Melanoma is less common than some other types of skin cancer, but it is more likely to grow and spread. When diagnosed and treated at an early stage, it has a high cure rate, however patients with later stages of the disease carry a high risk for melanoma recurrence because some melanoma cells can remain in the body, even after surgery. In the U.S, the incidence of melanoma has increased over the past decades, with 91,270 estimated new cases and 9,320 related deaths in 2018.1

"Despite advances in the treatment of metastatic melanoma, there remains a need for therapeutic innovations that further reduce the risk of the disease returning," said Kyleigh LiPira, M.B.A, chief executive officer of the Melanoma Research Foundation (MRF). "From the moment a person is diagnosed to long after their final treatment, the fear of disease recurrence remains constant for many patients. The possibility of having a personalized immunotherapy that can prevent melanoma from coming back after surgery makes this a welcome advance for patients and their families."

Full results from the trial will be presented at an upcoming medical meeting.

About the Phase IIb TLPLDC Study
This Phase IIb study is a prospective, randomized, double-blind, placebo-controlled trial designed to evaluate the safety and efficacy of the TLPLDC (tumor lysate, particle-loaded, dendritic cell) vaccine in patients with resected Stage III and IV melanoma. The primary endpoint of the trial is two-year disease-free survival (DFS).
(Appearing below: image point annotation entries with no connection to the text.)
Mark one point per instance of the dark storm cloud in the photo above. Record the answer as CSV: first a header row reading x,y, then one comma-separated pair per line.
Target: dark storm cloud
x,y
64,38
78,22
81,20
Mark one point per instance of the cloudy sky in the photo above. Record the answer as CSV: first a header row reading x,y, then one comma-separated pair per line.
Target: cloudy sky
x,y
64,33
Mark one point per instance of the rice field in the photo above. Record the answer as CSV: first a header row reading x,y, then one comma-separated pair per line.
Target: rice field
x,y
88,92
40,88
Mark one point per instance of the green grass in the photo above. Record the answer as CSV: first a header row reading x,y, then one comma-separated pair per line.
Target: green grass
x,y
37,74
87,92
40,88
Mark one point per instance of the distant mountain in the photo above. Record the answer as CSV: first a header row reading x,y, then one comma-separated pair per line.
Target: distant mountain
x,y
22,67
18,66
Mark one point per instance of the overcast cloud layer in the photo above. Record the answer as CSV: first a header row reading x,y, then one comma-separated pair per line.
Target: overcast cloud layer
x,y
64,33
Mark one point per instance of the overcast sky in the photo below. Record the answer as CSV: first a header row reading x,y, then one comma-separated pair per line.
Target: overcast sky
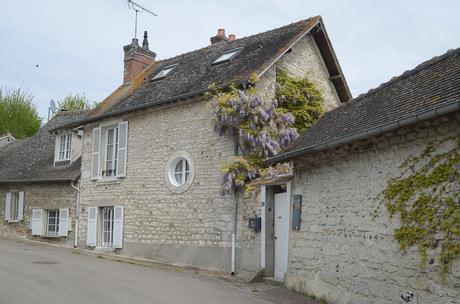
x,y
78,44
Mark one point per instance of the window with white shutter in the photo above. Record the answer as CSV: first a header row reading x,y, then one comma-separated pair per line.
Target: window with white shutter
x,y
118,227
95,160
91,230
14,206
63,222
37,222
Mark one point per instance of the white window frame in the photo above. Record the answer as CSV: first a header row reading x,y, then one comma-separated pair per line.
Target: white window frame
x,y
14,207
63,147
107,221
179,181
113,155
54,232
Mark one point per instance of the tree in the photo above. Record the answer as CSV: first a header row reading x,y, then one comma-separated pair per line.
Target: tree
x,y
18,115
75,102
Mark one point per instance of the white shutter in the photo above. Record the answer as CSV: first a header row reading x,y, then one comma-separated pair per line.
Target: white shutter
x,y
57,144
95,159
21,206
37,224
118,227
63,221
7,206
122,148
91,229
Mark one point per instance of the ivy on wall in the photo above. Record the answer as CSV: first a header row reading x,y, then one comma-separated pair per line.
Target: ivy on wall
x,y
425,197
264,126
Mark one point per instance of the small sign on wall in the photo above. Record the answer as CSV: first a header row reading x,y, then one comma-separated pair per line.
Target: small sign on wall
x,y
296,211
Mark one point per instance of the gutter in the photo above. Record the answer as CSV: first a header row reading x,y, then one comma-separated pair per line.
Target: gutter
x,y
77,211
378,130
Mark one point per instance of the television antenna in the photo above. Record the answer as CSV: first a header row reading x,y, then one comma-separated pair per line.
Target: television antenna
x,y
52,108
138,9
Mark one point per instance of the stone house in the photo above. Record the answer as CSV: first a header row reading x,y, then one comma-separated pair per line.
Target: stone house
x,y
38,181
337,248
151,164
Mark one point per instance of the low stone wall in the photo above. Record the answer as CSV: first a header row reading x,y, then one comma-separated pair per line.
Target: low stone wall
x,y
343,253
38,196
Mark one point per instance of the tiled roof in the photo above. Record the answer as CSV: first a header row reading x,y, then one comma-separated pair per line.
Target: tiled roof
x,y
432,84
32,159
194,71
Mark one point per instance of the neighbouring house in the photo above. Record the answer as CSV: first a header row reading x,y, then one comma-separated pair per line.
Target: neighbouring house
x,y
6,139
337,247
151,163
38,183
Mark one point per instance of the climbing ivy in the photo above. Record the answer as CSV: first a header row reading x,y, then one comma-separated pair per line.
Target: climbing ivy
x,y
425,197
264,126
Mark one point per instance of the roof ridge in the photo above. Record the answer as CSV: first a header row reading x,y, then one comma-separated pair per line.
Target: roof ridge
x,y
236,40
420,67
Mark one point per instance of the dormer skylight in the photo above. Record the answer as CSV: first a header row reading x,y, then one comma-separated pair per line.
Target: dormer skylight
x,y
165,71
226,56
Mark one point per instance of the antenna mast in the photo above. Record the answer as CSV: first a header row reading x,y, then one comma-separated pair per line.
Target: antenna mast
x,y
138,9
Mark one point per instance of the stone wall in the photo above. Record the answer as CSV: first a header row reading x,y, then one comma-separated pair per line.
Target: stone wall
x,y
193,227
38,196
341,252
304,61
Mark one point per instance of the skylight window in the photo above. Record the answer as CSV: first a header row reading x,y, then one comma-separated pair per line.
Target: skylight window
x,y
226,56
165,71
In the study, 144 participants were randomized to receive either the vaccine or placebo to prevent recurrence. TLPLDC or placebo vaccines were initiated within three months of completion of standard of care (SoC) therapies and were given at 0, 1, 2, 6, 12, and 18 months. Study participants were followed for recurrence per SoC. The primary efficacy analysis was performed on the intent-to-treat (ITT) and the per treatment (PT) populations as co-primary analyses given the high early recurrence rate often seen in patients with advanced melanoma. Secondary endpoints include 36-month DFS and overall survival (OS) which will be compared between the vaccinated and control groups.

About TLPLDC
The TLPLDC (tumor lysate, particle-loaded, dendritic cell) vaccine is a unique type of immunotherapy, both in how it is made and how it is delivered. The vaccine is personalized, meaning it is made from a patient’s tumor and blood. Every patient’s tumor has a unique antigenic profile unlike any other, and dendritic cells found in the blood are the most potent antigen presenting cells in the body. Once TLPLDC is administered, it delivers the patient’s complete repertoire of tumor antigens to the immune system, creating a dual innate and adaptive immune response, activating fighter T cells, and triggering the immune system to recognize, and seek out and destroy any cells containing the antigens and specific mutations from their tumor.

Historically, autologous cancer vaccines have been rather onerous to develop, sometimes taking months between the tumor biopsy and administration. Elios has simplified the process so the time from resection to injection is approximately two weeks. This makes the vaccine highly feasible and will ultimately be easy for community and academic oncologists to adopt into their practices.

The TLPLDC vaccine is currently being studied as a monotherapy and in combination with standard-of-care checkpoint inhibitor therapies in a Phase IIb clinical trial for the treatment of late-stage melanoma at leading academic cancer centers in the United States.